Villefort went over to her. ‘Consider this, Madame,’ he said. ‘If, on my return, justice has not been done, I shall denounce you with my own lips and arrest you with my own hands.’
She listened, panting, exhausted, crushed. Only her eye still lived, smouldering with an awful fire.
‘Do you hear me?’ Villefort asked. ‘I am going there to demand the death penalty against a murderer… If I come back to find you st
ill alive, you will sleep in the conciergerie this evening.’
Mme de Villefort gave a sigh, her nerves gave way and she fell, a broken woman, on the carpet.
The crown prosecutor seemed to feel a pang of pity. He looked at her less severely and, bending gently over her, said slowly: ‘Adieu, Madame! Adieu!’
This last farewell fell like the fatal blade on Mme de Villefort. She fainted. The crown prosecutor left the room and, after doing so, double-locked the door.
CIX
THE ASSIZES
The Benedetto Affair, as it was called in the courts and in society, had created an enormous sensation. A frequenter of the Café de Paris, the Boulevard de Gand and the Bois de Boulogne, the pseudo-Cavalcanti, while he had been in Paris and for the two or three months that his glory had lasted, had met a host of people. The newspapers had described the accused in his different incarnations, in society and in prison, so there was tremendous curiosity on the part of everyone who had personally been acquainted with Prince Andrea Cavalcanti. It was these above all who had decided to risk anything to get a glimpse of M. Benedetto, murderer of his fellow-convict, while he stood in the dock.

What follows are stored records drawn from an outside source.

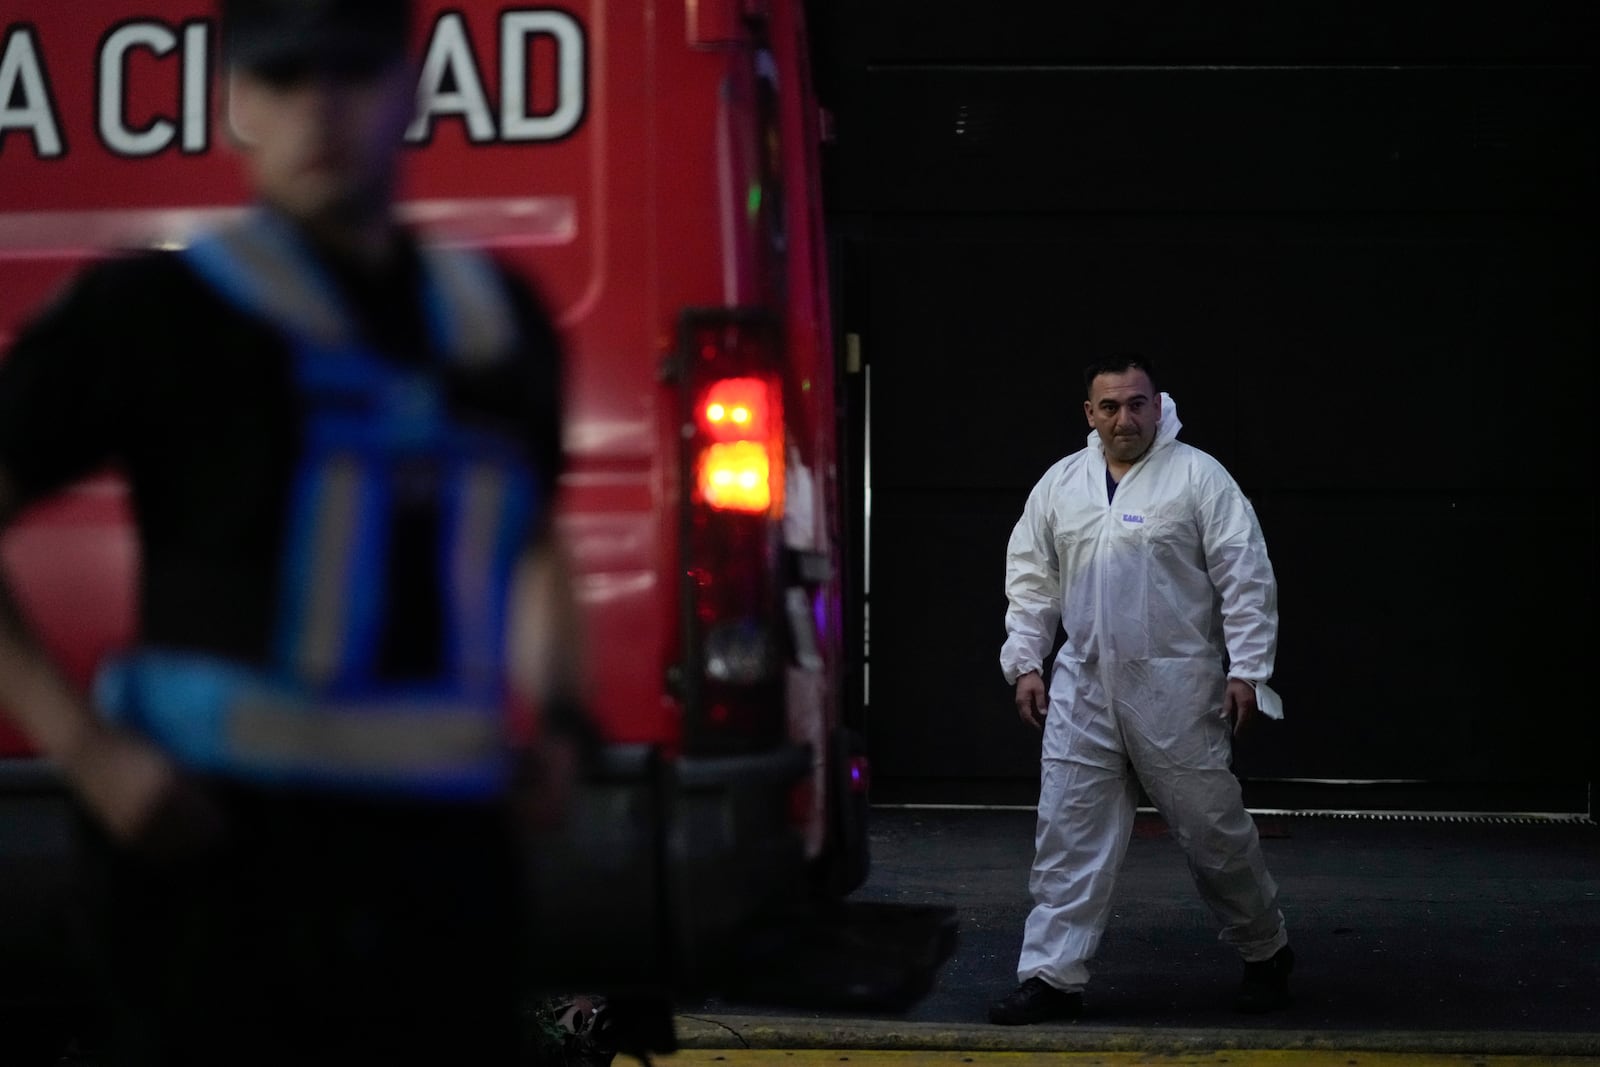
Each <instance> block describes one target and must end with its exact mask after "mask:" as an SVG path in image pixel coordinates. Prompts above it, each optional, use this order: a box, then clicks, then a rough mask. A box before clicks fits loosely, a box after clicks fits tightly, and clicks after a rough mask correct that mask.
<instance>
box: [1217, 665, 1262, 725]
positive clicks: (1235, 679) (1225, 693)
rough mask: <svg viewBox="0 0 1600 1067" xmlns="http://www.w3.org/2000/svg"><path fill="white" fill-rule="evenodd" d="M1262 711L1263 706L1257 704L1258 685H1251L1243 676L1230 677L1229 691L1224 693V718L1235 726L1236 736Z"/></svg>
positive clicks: (1228, 686) (1229, 683) (1227, 680)
mask: <svg viewBox="0 0 1600 1067" xmlns="http://www.w3.org/2000/svg"><path fill="white" fill-rule="evenodd" d="M1259 713H1261V707H1259V705H1258V704H1256V686H1253V685H1250V683H1248V681H1245V680H1243V678H1229V680H1227V693H1224V694H1222V720H1224V721H1227V723H1229V725H1230V726H1232V728H1234V736H1235V737H1237V736H1238V731H1242V729H1243V728H1245V726H1248V725H1250V721H1251V720H1253V718H1254V717H1256V715H1259Z"/></svg>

To many people, Benedetto was, if not a victim of the law, at least of a judicial error. M. Cavalcanti, the father, had been seen in Paris and they expected him to appear once more to claim his illustrious offspring. Several people, who had never heard speak of the famous Polishwoman with whom he arrived at the Count of Monte Cristo’s, had been struck by the imposing air, perfect good manners and urbanity shown by the old nobleman who, it must be admitted, appeared a flawless aristocrat, provided he was not doing his sums or talking about them.
As for the accused man himself, many people remembered him as so pleasant, so handsome and so generous that they preferred to believe in some machination by an enemy of the kind that is found in that portion of society where great wealth increases the means to do ill or to do good to such a fabulous extent, and the power to do these things to an unheard-of degree.